Elena saves her merged data as a JSON file for future use:

import json

output = {
    "description": "Country health profiles — merged from WHO and World Bank sources",
    "sources": ["country_indicators.csv", "country_metadata.json"],
    "last_updated": "2024-03-15",
    "countries": countries
}

with open("country_profiles.json", "w") as f:
    json.dump(output, f, indent=2)

print("Unified dataset saved to country_profiles.json")

She also writes a summary CSV for her supervisor, who prefers spreadsheets:

import csv

with open("health_summary.csv", "w", newline="") as f:
    fieldnames = ["name", "region", "income_group", "life_expectancy",
                  "maternal_mortality_ratio", "covid_vax_rate"]
    writer = csv.DictWriter(f, fieldnames=fieldnames)
    writer.writeheader()
    for c in countries:
        writer.writerow({
            "name": c["name"],
            "region": c["region"],
            "income_group": c["income_group"],
            "life_expectancy": c["health"]["life_expectancy"],
            "maternal_mortality_ratio": c["health"]["maternal_mortality_ratio"],
            "covid_vax_rate": c["health"]["vaccination_rates"]["covid_19"],
        })

print("Summary CSV saved")

Notice the flattening: the nested structure is perfect for Python processing, but a CSV requires flat rows. Elena must explicitly extract the nested values into top-level fields. This tension between hierarchical data (JSON) and flat data (CSV) is something she will encounter repeatedly.

What Elena Learned

The Bigger Picture

Elena's work in this case study is a preview of what pandas will make much easier in Chapter 7. Her manual grouping-and-averaging code takes 8-10 lines; in pandas, it will be a single line: df.groupby("income_group")["maternal_mortality_ratio"].mean(). The file merging she did by hand will become pd.merge().

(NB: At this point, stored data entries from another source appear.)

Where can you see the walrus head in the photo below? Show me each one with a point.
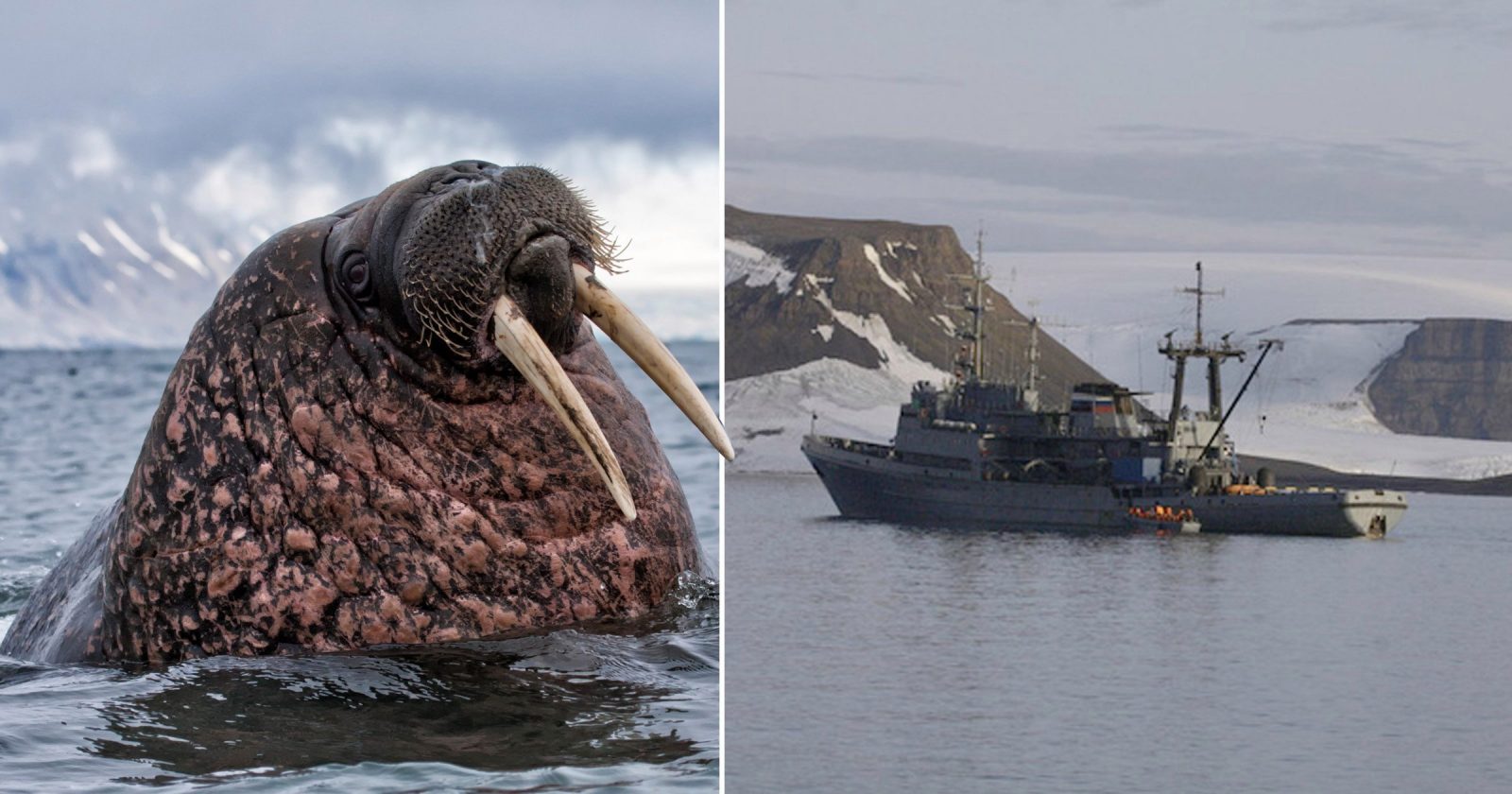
(393, 425)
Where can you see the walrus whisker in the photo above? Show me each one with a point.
(525, 348)
(642, 345)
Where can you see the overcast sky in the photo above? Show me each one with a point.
(276, 111)
(1335, 126)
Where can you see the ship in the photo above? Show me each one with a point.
(985, 454)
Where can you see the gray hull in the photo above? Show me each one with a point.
(1305, 511)
(873, 488)
(867, 484)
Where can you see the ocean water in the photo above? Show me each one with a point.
(869, 657)
(610, 705)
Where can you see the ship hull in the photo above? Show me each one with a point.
(1302, 511)
(866, 484)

But there is value in doing it manually first. Elena now understands what grouping means — she has looped through records, built dictionaries of lists, and computed averages herself. When pandas does it in one line, she will know what that one line is actually doing. And when something goes wrong — when the merge produces unexpected results or the groupby returns NaN — she will have the mental model to diagnose the problem.

The progression is deliberate: Chapter 5 teaches you the mechanics. Chapter 7 teaches you the shortcuts. The mechanics make the shortcuts meaningful.

Discussion Questions

1. Data source trust. Elena merged data from two sources (a CSV and a JSON file) assuming they used the same ISO codes. What could go wrong? What would happen if one source used "USA" and the other used "US" for the United States?

2. Missing data choices. Elena used .get(key, None) for metadata that might be missing. What are the implications of storing None versus leaving the key out of the dictionary entirely? How might each choice affect downstream analysis?

3. Hierarchical vs. flat. Elena's nested dictionary structure is intuitive for humans but requires flattening for CSV output. When is hierarchical organization worth the complexity? When would a flat structure be simpler and just as effective?

4. Sample size warnings. Elena noted that some regions had only one country in her 8-country sample. How should she communicate this limitation to her supervisor? What is the risk of presenting regional averages based on one or two countries?

5. The ethics of aggregation. When Elena reports "average maternal mortality by income group," she is collapsing the experiences of millions of women into a few numbers. What is gained and what is lost through this aggregation? How should she balance the need for summary statistics with the need to preserve individual country stories?

Try It Yourself

Build your own version of Elena's project using a different domain:

1. Choose a domain (sports, music, movies, environmental data, or anything with accessible data).
2. Create two data files: a CSV with numeric indicators and a JSON file with categorical metadata.
3. Write Python code to read both files, merge them into a nested data structure, and answer at least two specific questions.
4. Save results in both JSON and CSV format.

The specific data matters less than the process: designing a structure, reading from files, merging, querying, and saving. This pipeline is the skeleton of every data analysis you will ever do.